Comment élève-t-on les produits de la mer ? La question mérite d’être soulevée alors que ce mode de production est fréquemment présenté comme une alternative à l’épuisement de l’océan : les stocks de poissons sauvages sont surexploités à 90 % selon la FAO. Aussi depuis 2012 l’aquaculture fait-elle à peu près part égale avec la pêche en mer et en eau douce sur les étals de poissonniers. Nous en mangeons au moins autant. La Chine, une fois encore, apparaît comme le géant du marché : elle fournit à peu près la moitié des poissons, des crustacés et des mollusques d’élevage.

 

Le krill, objet de convoitise

Pour alimenter ce secteur prometteur, l’attrait des navires industriels ne se limite pas aux anchois du Pérou – premier producteur mondial de farine de poisson –, aux maquereaux du Chili ni aux sardines africaines. Désormais, ces derniers ciblent aussi de nouvelles espèces comme les poissons sanglier et lanterne.

Pire, le krill de l’Antarctique, très prisé sous forme d’huile, est désormais objet de leur convoitise, notamment des flottes venues du Danemark. Or il constitue la base même de la chaîne trophique. Ces tout petits crustacés, comme les poissons fourrage, nourrissent les gros prédateurs : thons, marlins, cabillauds, ainsi, évidemment, que de nombreux oiseaux et mammifères marins.

« C’est dans la pêche minotière que les pêcheries sont le moins suivies, note pour sa part Arnaud Gauffier, chargé de programme au WWF, le Fonds mondial pour la nature. C’est là qu’il y a le plus de pêche illégale et de captures de poissons d’eaux profondes. On est en train de déstabiliser les grands fonds pour faire de la farine et de l’huile ! » L’ONG partage le même point de vue que Bloom sur le secteur, sans en tirer les mêmes conclusions.

L’association de Claire Nouvian, Bloom, s’insurge, elle, contre l’attribution de labels de gestion durable du type Marine Stewardship Council (MSC, créé par le WWF) à des pêcheries minotières alors que par nature ces pratiques déstabilisent les écosystèmes et grèvent le possible rétablissement des stocks de poissons.

 

Insectes et déchets alimentaires

Comme elle l’avait déjà fait avec obstination et finalement avec succès sur le sujet de la pêche en eaux profondes, l’association se tourne vers l’Union européenne. Certes celle-ci n’est pas la championne de la pêche minotière, qui n’y représente que 12 % du total des captures, mais une fois encore les militants aimeraient la voir jouer un rôle exemplaire. Ils demandent à la Commission de commencer par interdire la fourniture de farines de poissons à des élevages d’animaux non-carnivores.

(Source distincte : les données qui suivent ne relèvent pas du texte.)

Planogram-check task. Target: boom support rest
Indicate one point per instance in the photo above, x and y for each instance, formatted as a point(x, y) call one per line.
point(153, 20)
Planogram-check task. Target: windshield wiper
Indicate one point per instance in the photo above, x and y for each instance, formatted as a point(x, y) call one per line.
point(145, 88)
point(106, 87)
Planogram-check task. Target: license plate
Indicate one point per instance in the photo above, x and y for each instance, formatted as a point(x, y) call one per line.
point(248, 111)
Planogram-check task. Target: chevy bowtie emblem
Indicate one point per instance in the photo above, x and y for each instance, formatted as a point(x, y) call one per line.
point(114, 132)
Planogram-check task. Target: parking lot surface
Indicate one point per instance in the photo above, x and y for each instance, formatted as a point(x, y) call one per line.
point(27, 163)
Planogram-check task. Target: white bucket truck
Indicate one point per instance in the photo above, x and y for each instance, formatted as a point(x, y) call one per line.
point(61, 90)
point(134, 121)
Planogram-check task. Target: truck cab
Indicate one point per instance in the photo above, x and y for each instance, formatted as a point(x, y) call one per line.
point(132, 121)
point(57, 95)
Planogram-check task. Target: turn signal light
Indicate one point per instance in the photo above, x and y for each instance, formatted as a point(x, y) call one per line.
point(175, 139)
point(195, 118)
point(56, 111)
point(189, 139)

Frédéric Le Manach suggère par ailleurs de développer une forme d’économie circulaire à base de récupération de sous-produits de conserveries de poissons – ce qui existe déjà –, mais aussi de récupération de déchets alimentaires, de sang d’abattoirs et d’élevages d’insectes. Un modèle de fermes aquacoles où déjections de poissons et plantes aquatiques ou algues se nourrissent mutuellement intéresse de plus en plus. Bloom conseille en outre aux consommateurs de privilégier la viande de porcs et de volailles nourris entièrement de végétaux et préconise surtout de diminuer l’achat de protéines animales.

Mardi 14 février, la Banque mondiale publiait de son côté une évaluation remise à jour du manque à gagner qui découle de la mauvaise gestion de la ressource halieutique. Selon les calculs de ses experts, « pêcher moins et mieux » pourrait générer des gains supplémentaires de 83 milliards de dollars à l’échelle mondiale. Mettre fin à la surexploitation permettrait non seulement aux populations de poissons de se reconstituer, mais aussi d’accroître la valeur des prises.